The festive season is here, and as is tradition, people have dusted off their ugliest sweaters to help celebrate this jolly time of the year. Over at Microsoft, employees are getting into the swing of things with an ugly sweater that celebrates one of the ugliest moments of Xbox history: the infamous red ring of death that plagued the Xbox 360 early in its console lifecycle.
In addition to a power button that can display both the green and the crimson symbols, the sweater also has an interesting arrangement of green and yellow stripes. As spotted by The Verge, it’s only currently available to Microsoft employees through the company’s store, and stock has already sold out.
Anyone who owned an Xbox 360 early on likely experienced a red ring of death hardware failure, as this was a widespread issue that turned the console into a paperweight. This was a major problem for Microsoft at the time, and in the 2021 web series Power On, the company explained how it happened.
According to Leo Del Castillo, a member of Xbox’s hardware engineering group, the red ring of death was caused by connectors inside the console’s components that broke as a result of rapid heating and cooling. This problem–combined with thermal and stress issues in the Xbox 360 related to its soldering balls–eventually resulted in bricked consoles.

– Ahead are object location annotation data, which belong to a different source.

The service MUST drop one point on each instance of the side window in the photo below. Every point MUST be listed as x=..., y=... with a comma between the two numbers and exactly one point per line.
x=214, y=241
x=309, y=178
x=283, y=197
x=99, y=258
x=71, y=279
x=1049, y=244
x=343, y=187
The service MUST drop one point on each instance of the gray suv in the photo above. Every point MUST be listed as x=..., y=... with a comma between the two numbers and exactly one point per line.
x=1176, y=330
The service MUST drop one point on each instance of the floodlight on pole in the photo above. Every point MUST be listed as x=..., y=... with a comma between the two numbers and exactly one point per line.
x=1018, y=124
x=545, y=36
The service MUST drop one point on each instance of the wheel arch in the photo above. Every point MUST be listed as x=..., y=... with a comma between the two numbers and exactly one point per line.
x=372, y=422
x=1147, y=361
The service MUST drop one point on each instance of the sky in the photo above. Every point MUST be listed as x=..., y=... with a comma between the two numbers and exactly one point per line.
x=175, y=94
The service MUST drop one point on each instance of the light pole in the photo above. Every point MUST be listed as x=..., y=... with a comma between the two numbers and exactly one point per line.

Microsoft’s solution at the time was to repair and return the affected Xbox 360 at no cost to the consumer–an expensive fix that became a “1.15 billion dollar problem” according to former head of Xbox Peter Moore. Future hardware revisions of the Xbox 360 mostly managed to prevent this issue from occurring, and successor consoles like the Xbox One and Xbox Series X|S haven’t faced any major hardware failures on this scale.